Usually, we go through our day focusing on things at work, side projects, or whatever it is that we spend our time on. We don’t even think about why it is that we choose certain tools, services, and architectural decisions over others.
We generally trust that the experts at our favorite cloud provider know what they’re preaching and go with their recommended strategy, often ending up with a universe of interconnected services.
So let’s step on the brakes for a moment and take a look at the way we build, deploy, scale, and maintain software and services.
To get a grip on the degree of complexity we’re dealing with, try answering the following for yourself: “How long does it take for you to add a new service to your system?”, “Can you draw up a rough representation of your current infrastructure?”, and “What do you do when users start complaining about failing requests?”.
Choosing the right building blocks
Through the rise of the Software-as-a-Service model of distributing software, we have gained access to limitless options when it comes to building our services on top of other systems. Like building blocks, we pick and assemble our stack, piece by piece. We have become used to linking services together by hand, stitching up inconsistencies, and shivering whenever an update is announced, fearing that a change may break our systems.
You might think that most issues come from choosing the wrong interface, depending too much on a given service when you could have implemented a vendor-agnostic solution instead. But as always, it’s a matter of balancing trade-offs. We go for managed solutions out of the need to progress and focus on our product instead of building every tool in our toolbox ourselves (imagine a construction team assembling their gear before starting).

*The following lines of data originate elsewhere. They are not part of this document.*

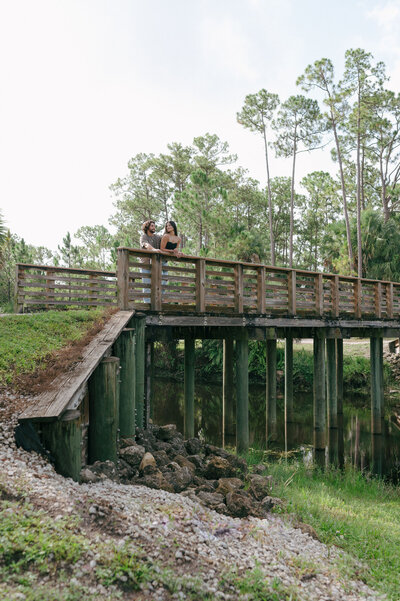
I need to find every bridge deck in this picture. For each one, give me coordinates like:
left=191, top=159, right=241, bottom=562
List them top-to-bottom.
left=16, top=248, right=400, bottom=321
left=18, top=311, right=134, bottom=421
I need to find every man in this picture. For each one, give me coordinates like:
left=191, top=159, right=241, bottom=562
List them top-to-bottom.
left=140, top=219, right=161, bottom=303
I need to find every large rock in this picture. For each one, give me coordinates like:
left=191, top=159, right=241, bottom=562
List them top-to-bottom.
left=157, top=424, right=183, bottom=442
left=136, top=430, right=157, bottom=453
left=119, top=436, right=136, bottom=449
left=185, top=438, right=203, bottom=455
left=119, top=444, right=146, bottom=469
left=204, top=444, right=230, bottom=459
left=153, top=451, right=171, bottom=468
left=139, top=453, right=157, bottom=476
left=226, top=453, right=248, bottom=478
left=175, top=455, right=196, bottom=476
left=186, top=455, right=204, bottom=471
left=204, top=455, right=235, bottom=480
left=118, top=458, right=138, bottom=482
left=80, top=460, right=119, bottom=482
left=163, top=462, right=193, bottom=492
left=137, top=470, right=174, bottom=492
left=249, top=474, right=272, bottom=501
left=216, top=478, right=243, bottom=497
left=197, top=491, right=226, bottom=512
left=226, top=491, right=256, bottom=518
left=260, top=495, right=284, bottom=512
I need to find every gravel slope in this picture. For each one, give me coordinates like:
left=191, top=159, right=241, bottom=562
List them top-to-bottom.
left=0, top=395, right=382, bottom=601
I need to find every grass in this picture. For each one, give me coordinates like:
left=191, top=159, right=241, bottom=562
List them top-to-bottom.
left=0, top=309, right=104, bottom=387
left=242, top=451, right=400, bottom=601
left=221, top=566, right=298, bottom=601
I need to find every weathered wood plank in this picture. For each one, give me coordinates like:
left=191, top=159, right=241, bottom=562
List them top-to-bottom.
left=19, top=311, right=134, bottom=421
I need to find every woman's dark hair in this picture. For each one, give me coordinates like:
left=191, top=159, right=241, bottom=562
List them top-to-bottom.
left=142, top=219, right=155, bottom=234
left=165, top=221, right=178, bottom=236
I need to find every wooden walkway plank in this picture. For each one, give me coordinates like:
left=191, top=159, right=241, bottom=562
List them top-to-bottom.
left=18, top=311, right=135, bottom=421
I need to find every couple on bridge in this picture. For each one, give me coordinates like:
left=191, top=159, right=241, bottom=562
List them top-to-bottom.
left=140, top=219, right=182, bottom=257
left=140, top=219, right=182, bottom=303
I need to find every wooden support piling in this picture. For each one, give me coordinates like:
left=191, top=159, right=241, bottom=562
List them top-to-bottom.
left=132, top=317, right=146, bottom=428
left=113, top=328, right=136, bottom=438
left=314, top=332, right=326, bottom=464
left=285, top=333, right=293, bottom=424
left=370, top=336, right=383, bottom=434
left=236, top=337, right=249, bottom=453
left=184, top=338, right=195, bottom=439
left=222, top=338, right=235, bottom=447
left=326, top=338, right=338, bottom=428
left=336, top=338, right=343, bottom=415
left=143, top=340, right=153, bottom=428
left=265, top=340, right=277, bottom=445
left=89, top=357, right=119, bottom=463
left=41, top=419, right=82, bottom=482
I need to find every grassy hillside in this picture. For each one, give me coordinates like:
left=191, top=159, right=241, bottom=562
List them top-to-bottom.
left=0, top=309, right=107, bottom=388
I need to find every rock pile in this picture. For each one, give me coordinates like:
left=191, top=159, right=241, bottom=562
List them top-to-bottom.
left=81, top=424, right=282, bottom=518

In the end, a big part of software engineering is making decisions to meet the business requirements while managing technical debt and the maintainability of our software.
Focusing on velocity
Most people would probably advise building products by rapid iteration based on user feedback. This method is being practiced industry-wide, with media like the Learn Startup rapidly gaining popularity.
Knowing that you should iterate often is only one part of the solution, though. Your organization must be set up for this method of product development, right down to your tech stack. This means reducing friction in every part of the workflow: If it takes your team days to publish a new version of your software, you might prefer to make fewer big adjustments rather than a lot of small changes that compound over time.
Your customers will notice when you solve their problems and help them use your software more productively. When they report an issue you can solve quickly, your team builds much stronger relationships and can compete with much larger companies that aren’t as flexible.
One invaluable power of startups and small companies is that they can outpace incumbents due to a lack of bureaucracy. This doesn’t mean that you shouldn’t focus on quality, but if you want to build the perfect product, you might just end up solving the wrong problem.
Manual labour in the age of automation
We often preach that mundane tasks should be automated but end up writing the same boilerplate code as we always do, whether it’s permissions, user management, billing, database connectivity, service shutdown handling, feature flags, user analytics, the list goes on and on.
If we want to move fast and build our product, maintaining all of the features ourselves can’t be the highest priority. After all, for each of the named areas, there probably exists a company doing nothing else than solving that problem. Of course, we often tell ourselves that we need more control over our system, and in some cases that might be true.
In the end, adding a new service shouldn’t require hours of integration work: Our codebase should be driven by our infrastructure itself. Systems working with code generation like gRPC, Protocol Buffers, Prisma, even Rails ActiveRecord have shown that we can automate the tedious integration work away.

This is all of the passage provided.